US envoy visits ICI to ask about flood control probe

MANILA, Philippines — A senior United States Embassy official met with the Independent Commission on Infrastructure Friday, October 17, to ask about its mandate and functions, particularly in uncovering corruption in anomalous flood control and other infrastructure projects.
Michael Kelleher, acting deputy chief of mission at the US embassy, visited the ICI headquarters in Taguig Friday afternoon for a "getting to know" talk, ICI Executive Director Brian Hosaka told reporters at a press conference.
"They were very much interested in what the ICI will do to address the problem on the flood control projects and other anomalous infrastructure projects," Hosaka told reporters. "They wanted to know what have we done, what we will be doing."
Asked why the US would be interested, Hosaka said corruption concerns anyone with commercial interests in the Philippines. "I believe anybody would be interested in any corruption issue regardless of whether or not you're a Filipino, or you're a foreigner, because they are partners."
"They have commercial interests. So naturally, they would want to know what the ICI will be doing as far as these projects are concerned," Hosaka said.
There was no offer of US assistance, Hosaka said.

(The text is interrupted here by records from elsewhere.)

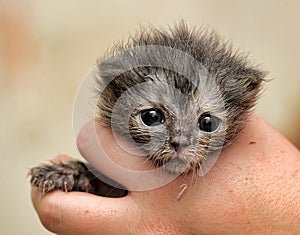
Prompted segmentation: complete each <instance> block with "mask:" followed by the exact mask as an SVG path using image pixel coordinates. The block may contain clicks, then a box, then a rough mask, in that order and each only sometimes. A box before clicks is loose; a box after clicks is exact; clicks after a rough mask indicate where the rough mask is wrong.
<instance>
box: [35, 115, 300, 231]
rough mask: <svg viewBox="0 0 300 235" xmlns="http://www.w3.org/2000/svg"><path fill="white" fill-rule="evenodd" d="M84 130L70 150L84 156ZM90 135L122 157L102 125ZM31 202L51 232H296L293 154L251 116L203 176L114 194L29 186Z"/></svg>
mask: <svg viewBox="0 0 300 235" xmlns="http://www.w3.org/2000/svg"><path fill="white" fill-rule="evenodd" d="M86 134H87V132H86V133H84V132H83V134H82V136H81V137H79V139H78V147H79V150H80V151H81V152H82V153H83V154H85V155H88V154H89V148H88V145H89V144H88V141H87V135H86ZM98 138H99V140H100V141H101V143H102V146H103V147H106V148H107V149H106V152H108V154H109V156H111V157H112V158H114V159H115V160H122V159H126V157H127V156H126V153H124V152H123V150H122V149H121V148H119V147H118V145H117V144H116V143H114V142H113V141H112V138H113V137H112V133H111V132H110V130H108V129H104V128H102V129H101V128H100V129H99V133H98ZM119 157H120V158H119ZM68 160H69V158H68V157H67V156H59V157H58V158H56V159H55V161H64V162H65V161H68ZM130 164H132V165H133V167H134V164H135V162H134V161H132V162H130V163H129V165H130ZM132 165H131V166H132ZM116 180H117V181H118V182H119V181H120V180H121V179H116ZM122 184H123V185H124V186H126V182H122ZM182 185H187V188H186V190H185V191H184V192H183V193H182V195H181V192H182ZM178 195H181V199H180V200H178ZM32 202H33V205H34V207H35V209H36V211H37V213H38V215H39V217H40V219H41V221H42V223H43V225H44V226H45V227H46V228H47V229H48V230H50V231H52V232H54V233H57V234H73V235H74V234H95V235H97V234H106V235H107V234H197V235H198V234H299V233H300V153H299V151H298V150H297V149H296V148H295V147H294V146H293V145H292V144H291V143H289V142H288V141H287V140H286V139H285V138H284V137H283V136H281V135H280V134H279V133H278V132H277V131H276V130H274V129H273V128H272V127H270V126H269V125H268V124H267V123H266V122H265V121H263V120H262V119H261V118H259V117H257V116H255V115H252V116H250V117H249V122H248V123H247V125H246V127H245V129H244V130H243V131H242V132H241V133H240V136H239V138H238V139H236V140H235V142H234V143H233V144H232V145H231V146H229V147H227V148H225V149H224V150H223V151H222V153H221V155H220V156H219V158H218V160H217V163H216V164H215V166H214V167H213V168H212V169H211V170H210V171H209V172H208V173H207V174H206V175H205V176H204V177H199V176H197V177H196V176H195V175H193V174H189V175H186V176H181V177H178V178H177V179H176V180H174V181H172V182H171V183H169V184H167V185H165V186H163V187H160V188H157V189H153V190H150V191H143V192H134V191H132V192H129V193H128V195H127V196H125V197H120V198H108V197H99V196H95V195H92V194H88V193H81V192H68V193H65V192H62V191H55V192H52V193H49V194H47V195H45V196H42V195H41V192H40V191H39V190H37V189H36V188H32Z"/></svg>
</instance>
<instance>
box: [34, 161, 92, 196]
mask: <svg viewBox="0 0 300 235" xmlns="http://www.w3.org/2000/svg"><path fill="white" fill-rule="evenodd" d="M29 175H30V176H31V180H30V182H31V185H32V186H35V187H38V188H39V189H40V190H41V192H42V194H43V195H45V194H47V193H48V192H51V191H54V190H57V189H59V190H62V191H64V192H70V191H83V192H91V189H92V187H91V185H90V179H91V177H93V176H91V173H90V172H89V171H88V169H87V167H86V166H85V165H84V163H82V162H79V161H71V162H69V163H67V164H64V163H52V164H51V165H47V164H42V165H40V166H38V167H33V168H32V169H31V170H30V172H29Z"/></svg>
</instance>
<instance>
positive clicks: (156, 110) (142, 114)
mask: <svg viewBox="0 0 300 235" xmlns="http://www.w3.org/2000/svg"><path fill="white" fill-rule="evenodd" d="M141 120H142V122H143V123H144V124H145V125H146V126H158V125H161V124H162V123H164V122H165V116H164V114H163V113H162V111H161V110H159V109H147V110H143V111H142V112H141Z"/></svg>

The ICI is currently investigating some 421 non-existent projects that were included in the national budget in past years — the type called "ghost" projects — while working to review a massive inventory of 238,200 infrastructure projects from the Department of Public Works and Highways.
The massive number of projects up for review has required the ICI to divide its work to "fit the current capacity," Hosaka said.

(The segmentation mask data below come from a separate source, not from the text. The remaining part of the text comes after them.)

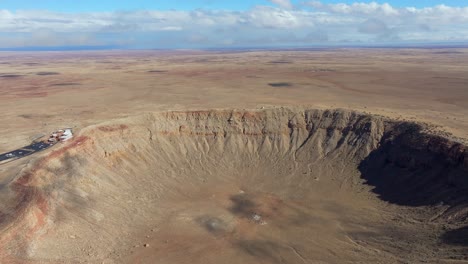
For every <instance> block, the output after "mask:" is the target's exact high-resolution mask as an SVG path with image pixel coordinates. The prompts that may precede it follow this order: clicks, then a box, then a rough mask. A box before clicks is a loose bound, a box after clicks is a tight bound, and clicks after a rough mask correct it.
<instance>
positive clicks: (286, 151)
mask: <svg viewBox="0 0 468 264" xmlns="http://www.w3.org/2000/svg"><path fill="white" fill-rule="evenodd" d="M467 187H468V152H467V150H466V147H465V146H463V145H461V144H457V143H454V142H450V141H449V140H446V139H443V138H441V137H437V136H430V135H426V134H423V133H422V132H421V131H420V128H419V126H417V125H414V124H409V123H401V122H400V123H397V122H393V121H388V120H385V119H382V118H379V117H373V116H368V115H363V114H358V113H355V112H346V111H341V110H333V111H322V110H291V109H283V108H277V109H266V110H255V111H231V110H222V111H196V112H165V113H155V114H146V115H143V116H138V117H134V118H128V119H124V120H118V121H114V122H112V123H108V124H102V125H99V126H93V127H88V128H86V129H84V130H82V131H81V133H80V135H79V136H78V137H76V138H75V139H74V140H73V141H72V142H70V143H67V144H66V145H64V146H63V147H62V148H61V149H58V150H55V151H53V152H51V153H49V154H48V155H47V156H45V157H44V158H42V159H40V160H39V161H37V162H36V164H35V165H32V166H31V167H30V168H29V169H27V170H25V171H23V172H22V174H21V175H19V176H18V177H17V178H16V179H14V180H13V181H12V182H11V183H9V184H8V185H7V186H4V187H3V188H2V190H1V194H2V198H3V202H2V214H1V218H0V219H1V221H2V225H1V228H2V230H1V232H2V235H1V240H0V246H1V254H2V258H3V259H6V260H10V261H18V262H21V261H28V260H29V261H31V262H33V261H43V262H45V263H63V262H80V261H91V262H102V261H104V262H105V263H112V262H116V263H120V262H128V263H139V262H141V263H155V262H154V261H155V260H157V263H354V262H359V261H361V262H364V263H395V262H397V261H408V262H413V261H417V262H418V261H428V262H434V261H435V262H443V261H444V259H449V258H452V259H453V258H455V259H463V258H466V257H467V253H466V246H467V243H466V240H463V239H460V234H461V233H463V232H464V233H465V234H466V231H464V229H463V228H461V229H457V230H454V231H451V230H448V228H455V227H460V226H463V224H464V223H466V217H467V215H468V213H467V212H468V210H467V208H468V206H466V203H467V201H468V199H467V198H468V195H467V193H466V189H467ZM457 232H458V233H457ZM460 232H461V233H460ZM145 245H146V246H145ZM436 249H437V250H436ZM106 261H107V262H106Z"/></svg>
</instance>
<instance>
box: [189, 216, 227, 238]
mask: <svg viewBox="0 0 468 264" xmlns="http://www.w3.org/2000/svg"><path fill="white" fill-rule="evenodd" d="M196 222H197V223H198V224H199V225H200V226H202V227H203V228H204V229H205V230H206V231H208V232H210V233H211V234H213V235H222V234H224V233H226V231H227V224H226V223H225V222H224V221H223V220H221V219H219V218H217V217H214V216H208V215H205V216H201V217H198V218H197V219H196Z"/></svg>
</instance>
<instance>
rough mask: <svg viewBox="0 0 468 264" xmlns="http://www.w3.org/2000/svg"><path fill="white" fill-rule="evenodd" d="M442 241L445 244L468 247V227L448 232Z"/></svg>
mask: <svg viewBox="0 0 468 264" xmlns="http://www.w3.org/2000/svg"><path fill="white" fill-rule="evenodd" d="M440 239H441V240H442V242H444V243H445V244H449V245H453V246H464V247H468V226H464V227H461V228H457V229H453V230H450V231H447V232H446V233H444V234H443V235H442V236H441V237H440Z"/></svg>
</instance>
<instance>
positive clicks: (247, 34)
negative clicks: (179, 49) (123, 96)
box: [0, 0, 468, 49]
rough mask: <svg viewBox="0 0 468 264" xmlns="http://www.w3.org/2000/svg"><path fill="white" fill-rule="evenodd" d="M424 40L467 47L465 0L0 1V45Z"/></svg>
mask: <svg viewBox="0 0 468 264" xmlns="http://www.w3.org/2000/svg"><path fill="white" fill-rule="evenodd" d="M426 43H462V44H463V43H467V44H468V0H467V1H460V0H458V1H455V0H446V1H437V0H424V1H404V0H394V1H386V2H382V1H363V0H361V1H350V0H258V1H254V0H252V1H245V0H240V1H239V0H238V1H219V0H190V1H189V0H175V1H167V0H165V1H159V0H153V1H150V0H134V1H119V0H114V1H110V0H81V1H77V0H73V1H71V0H62V1H59V0H42V1H38V0H34V1H33V0H16V1H12V0H0V49H8V48H17V49H27V48H28V47H45V48H47V49H53V48H54V47H60V49H63V48H64V47H65V48H66V47H73V48H76V47H90V46H91V47H117V48H129V49H153V48H162V49H167V48H175V49H179V48H213V47H214V48H216V47H219V48H231V47H284V46H288V47H291V46H297V47H305V46H347V45H371V46H372V45H405V44H426Z"/></svg>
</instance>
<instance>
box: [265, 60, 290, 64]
mask: <svg viewBox="0 0 468 264" xmlns="http://www.w3.org/2000/svg"><path fill="white" fill-rule="evenodd" d="M269 63H272V64H292V62H291V61H286V60H277V61H270V62H269Z"/></svg>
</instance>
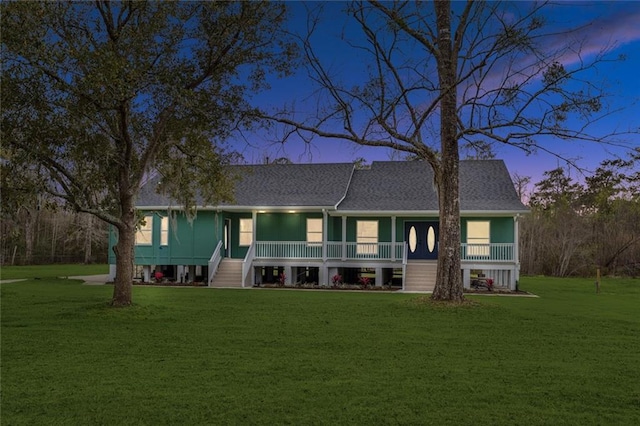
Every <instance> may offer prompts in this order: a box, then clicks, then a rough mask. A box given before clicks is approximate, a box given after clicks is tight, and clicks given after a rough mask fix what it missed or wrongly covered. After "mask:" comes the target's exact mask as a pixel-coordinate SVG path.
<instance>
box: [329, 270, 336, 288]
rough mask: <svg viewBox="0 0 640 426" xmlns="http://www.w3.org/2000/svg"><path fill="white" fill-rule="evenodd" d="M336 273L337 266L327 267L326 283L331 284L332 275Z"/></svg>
mask: <svg viewBox="0 0 640 426" xmlns="http://www.w3.org/2000/svg"><path fill="white" fill-rule="evenodd" d="M336 275H338V268H327V285H332V284H333V277H334V276H336Z"/></svg>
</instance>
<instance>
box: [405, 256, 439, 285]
mask: <svg viewBox="0 0 640 426" xmlns="http://www.w3.org/2000/svg"><path fill="white" fill-rule="evenodd" d="M437 270H438V263H437V262H434V261H409V262H407V268H406V270H405V276H404V289H405V291H417V292H428V291H433V288H434V287H435V285H436V272H437Z"/></svg>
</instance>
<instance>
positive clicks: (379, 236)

"So now we are getting more capacitated, meaning more and more people, more systems, more direction of the investigation of the ICI, we will gradually achieve what we need to do," Hosaka said.
Yesterday, the ICI met with government agencies to plan its next steps in recovering assets from personalities involved in the current flood control scandal.
A rough estimate of how much can be recovered, according to Hosaka, is based on how much the Anti-Money Laundering Council has frozen in relation to the investigations: P5 billion in approximately 2,800 accounts.
"As we go along, it's going to be bigger," Hosaka said.